Hal tersebut kian memanas ketika Amerika mengintervensi permasalahan kepemilikan laut China selatan dengan memberi dukungan kepada pihak Vietnam dan Filipina. Salah satu manuver Amerika yang bertujuan untuk melemahkan hegemoni maritim China, tak luput Amerika juga meluncurkan pertahanan militer di kawasan tersebut. Amerika Serikat menganggap bahwa kawasan tersebut merupakan perairan internasional yang terbuka tanpa hak milik sebuah negara tertentu termasuk China. Di Sisi lain China tetap bersikeras mengakui hak milik kawasan tersebut.
Persaingan Supremasi Teknologi antara AS dan China
Pada abad ini, munculnya AI dianggap sebagai kunci penting dalam melancarkan hegemoni di kawasan global. AI tidak hanya dianggap sebagai sebuah teknologi saja tetapi menjadi alat penting dalam penguasaan jangka panjang baik dalam sektor ekonomi maupun kekuatan militer. Bahkan AI dianggap mampu mengubah keseimbangan kekuatan yang menjadi ajang perebutan selama perang dingin berlangsung.
Bersamaan dengan hal tersebut China telah meluncurkan rancangan ambisinya semenjak 2017 yang bertujuan untuk mendominasi AI dan berupaya menjadi negara terdepan pada tahun 2030. Begitu pula AS tak mau kalah dengan rivalnya, ia berupaya membentuk strategi nasional untuk AI dengan berbagai perusahaan besar seperti Google dan Microsoft.
Dalam memprediksi atas kemenangan hegemoni AI diantara keduanya memang sulit dan kompleks, sebagaimana yang diungkapkan oleh Dr. Abdul Hafidz, seorang penulis Maroko melalui artikel yang diunggah di kabar berita platform Al-Jazeera “Jawabanya tampaknya sulit dan kompleks, Amerika Serikat mempertahankan keunggulannya dalam pendanaan dan investasi, sementara China memimpin dalam volume penelitian dan beberapa bidang aplikasi. Persaingan semakin memanas antara Washington dan Beijing atas semikonduktor, mesin yang menggerakkan algoritma kecerdasan buatan”.
Untuk mencegah dan memperlambat kemajuan teknologi China di bidang AI, AS berupaya untuk mengurangi akses China dalam mendapatkan chip dan peralatan manufaktur terbaru. Dalam mengatasi hal ini, China berupaya untuk melakukan kemandirian produksi dengan menginvestasikan puluhan miliar untuk mendukung sejumlah perusahaan dan institut untuk melahirkan para pakar di bidang industri chip.
Memang dunia ini sedang dilanda persaingan yang sengit, ditandai dengan tirai digital sebagaimana tirai besi dalam perang dingin.
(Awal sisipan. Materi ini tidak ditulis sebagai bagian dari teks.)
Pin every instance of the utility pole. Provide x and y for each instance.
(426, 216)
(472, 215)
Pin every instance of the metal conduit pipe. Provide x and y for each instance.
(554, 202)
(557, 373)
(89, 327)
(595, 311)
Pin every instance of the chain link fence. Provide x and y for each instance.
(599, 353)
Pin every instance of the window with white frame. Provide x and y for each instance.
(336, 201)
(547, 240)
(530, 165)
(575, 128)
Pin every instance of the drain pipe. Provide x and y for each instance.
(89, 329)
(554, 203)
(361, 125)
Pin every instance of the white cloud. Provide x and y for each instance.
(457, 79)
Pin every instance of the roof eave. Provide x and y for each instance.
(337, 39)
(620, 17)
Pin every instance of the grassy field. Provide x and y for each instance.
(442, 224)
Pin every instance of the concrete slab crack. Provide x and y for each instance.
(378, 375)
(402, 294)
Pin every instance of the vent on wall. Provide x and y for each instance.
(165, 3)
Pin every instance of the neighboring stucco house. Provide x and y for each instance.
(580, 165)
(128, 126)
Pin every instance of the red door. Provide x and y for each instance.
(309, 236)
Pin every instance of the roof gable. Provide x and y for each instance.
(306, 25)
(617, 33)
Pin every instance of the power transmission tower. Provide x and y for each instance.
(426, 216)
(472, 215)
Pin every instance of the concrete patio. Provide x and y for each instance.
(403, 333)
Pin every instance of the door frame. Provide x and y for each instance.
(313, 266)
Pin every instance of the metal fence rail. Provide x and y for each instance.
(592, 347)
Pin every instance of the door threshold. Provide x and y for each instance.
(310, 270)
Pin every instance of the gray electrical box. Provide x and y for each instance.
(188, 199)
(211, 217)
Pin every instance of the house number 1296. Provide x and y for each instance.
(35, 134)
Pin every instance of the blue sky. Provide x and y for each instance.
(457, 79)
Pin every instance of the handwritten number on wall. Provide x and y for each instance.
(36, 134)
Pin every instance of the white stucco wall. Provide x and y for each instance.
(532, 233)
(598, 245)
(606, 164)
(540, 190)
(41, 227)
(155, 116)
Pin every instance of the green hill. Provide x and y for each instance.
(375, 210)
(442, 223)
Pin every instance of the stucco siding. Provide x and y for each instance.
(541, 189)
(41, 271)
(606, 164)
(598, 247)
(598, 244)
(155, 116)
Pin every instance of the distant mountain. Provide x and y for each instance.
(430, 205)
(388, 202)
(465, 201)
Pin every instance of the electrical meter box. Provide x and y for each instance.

Secara tidak langsung pada abad sekarang, tatanan global terbagi menjadi dua: pertama, AS dan para sekutunya dengan berbagai perangkat dan produksi teknologinya. Kelompok ini mengklaim akan bahaya hegemoni China dalam merusak kebebasan, demokrasi dan nilai-nilai barat jika tidak dilawan. Sedangkan China yang didasarkan alternatif regionalnya menampilkan dirinya sebagai penentang hegemoni barat serta monopolinya, dan membela sistem global multipolar.
Dengan begitu setelah lamanya kurun waktu hegemoni barat yang hampir secara mutlak menguasai tatanan global, kini dihadapkan ancaman baru bahkan pesaing yang serius, mengingat China telah mulai bangkit dan maju melalui beberapa sektor perdagangan, teknologi, dan militer.
Akankah China akan memimpin kekuasaan tatanan global di masa mendatang ataukah AS beserta aliansinya dapat mempertahankan hegemoninya ?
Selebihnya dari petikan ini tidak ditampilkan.